Notes from the field, following a disk failure…
The short answer: Time Machine works flawlessly.
The longer story:
I don’t have a Time Capsule here - I just stuck a 1TB drive into an external enclosure, partitioned and formatted it with Disk Utility, then pointed Time Machine at it. Less than half the price of a Time Capsule, and I have no need for the wireless function.
For the past few months, Time Machine has been unobtrusively taking notes and backing up my files.
This past Tuesday, the unthinkable happened. Instead of booting, my Mac’s hard drive just goes tick-tick-tick-tick-tick. Dead drive. :eek:
A little research later, and I have almost excessively detailed instructions from www.ifixit.com on how to get into the iMac and change the drive. About two hours later, the Mac has a new 1 TB drive. (My good luck to have this happen at this time of year when the shops are open later than usual!)

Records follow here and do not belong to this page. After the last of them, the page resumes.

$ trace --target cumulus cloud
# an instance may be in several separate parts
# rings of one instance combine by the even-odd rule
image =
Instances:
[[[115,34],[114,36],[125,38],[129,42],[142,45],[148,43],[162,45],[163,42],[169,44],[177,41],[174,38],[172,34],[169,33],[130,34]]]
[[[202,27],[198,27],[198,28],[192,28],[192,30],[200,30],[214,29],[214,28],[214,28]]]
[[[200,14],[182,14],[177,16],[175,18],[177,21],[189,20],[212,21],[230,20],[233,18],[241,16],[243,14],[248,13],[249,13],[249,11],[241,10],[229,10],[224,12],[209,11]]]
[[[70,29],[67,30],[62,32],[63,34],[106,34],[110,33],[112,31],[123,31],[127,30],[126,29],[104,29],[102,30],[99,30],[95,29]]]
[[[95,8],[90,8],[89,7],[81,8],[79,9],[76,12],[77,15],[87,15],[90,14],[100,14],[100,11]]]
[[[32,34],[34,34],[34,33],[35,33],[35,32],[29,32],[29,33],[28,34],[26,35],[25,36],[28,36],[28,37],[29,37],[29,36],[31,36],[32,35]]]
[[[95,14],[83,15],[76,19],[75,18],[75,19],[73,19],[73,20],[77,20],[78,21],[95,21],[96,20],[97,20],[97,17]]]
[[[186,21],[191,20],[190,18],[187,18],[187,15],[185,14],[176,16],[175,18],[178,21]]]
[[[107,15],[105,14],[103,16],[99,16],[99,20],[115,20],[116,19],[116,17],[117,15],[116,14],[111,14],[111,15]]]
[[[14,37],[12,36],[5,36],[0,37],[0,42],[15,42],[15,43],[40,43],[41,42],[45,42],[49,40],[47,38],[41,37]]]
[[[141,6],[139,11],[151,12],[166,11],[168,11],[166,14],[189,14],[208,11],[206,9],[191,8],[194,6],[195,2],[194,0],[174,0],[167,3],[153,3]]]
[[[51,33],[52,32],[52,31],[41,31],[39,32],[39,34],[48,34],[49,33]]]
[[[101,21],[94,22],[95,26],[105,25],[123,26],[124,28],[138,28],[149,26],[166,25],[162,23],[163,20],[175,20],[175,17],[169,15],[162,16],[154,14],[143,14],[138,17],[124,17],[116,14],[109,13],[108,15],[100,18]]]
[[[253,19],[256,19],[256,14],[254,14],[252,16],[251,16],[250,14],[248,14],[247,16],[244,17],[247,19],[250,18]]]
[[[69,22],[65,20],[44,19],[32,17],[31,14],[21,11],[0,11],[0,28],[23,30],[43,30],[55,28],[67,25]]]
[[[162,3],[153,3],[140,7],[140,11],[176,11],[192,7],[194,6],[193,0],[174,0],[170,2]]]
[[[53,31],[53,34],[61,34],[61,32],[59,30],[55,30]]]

I plug the external drive in, fire up the Mac with an OS X disc in the CD drive, and step one is to partition and format the new drive. If you can remember it, use the same name that it had earlier - probably “Macintosh HD.” Then, just pick the option to restore with Time Machine. Select the most recent backup and it sets off - after a couple of minutes, it said the process will take about 5 hours.
Five hours later, Mac is back! Desktop icons are right where they were, applications are installed, and not so much as a single email was lost. It’s like nothing ever happened.
If you have a Mac and are not using Time Machine, you need to start using it!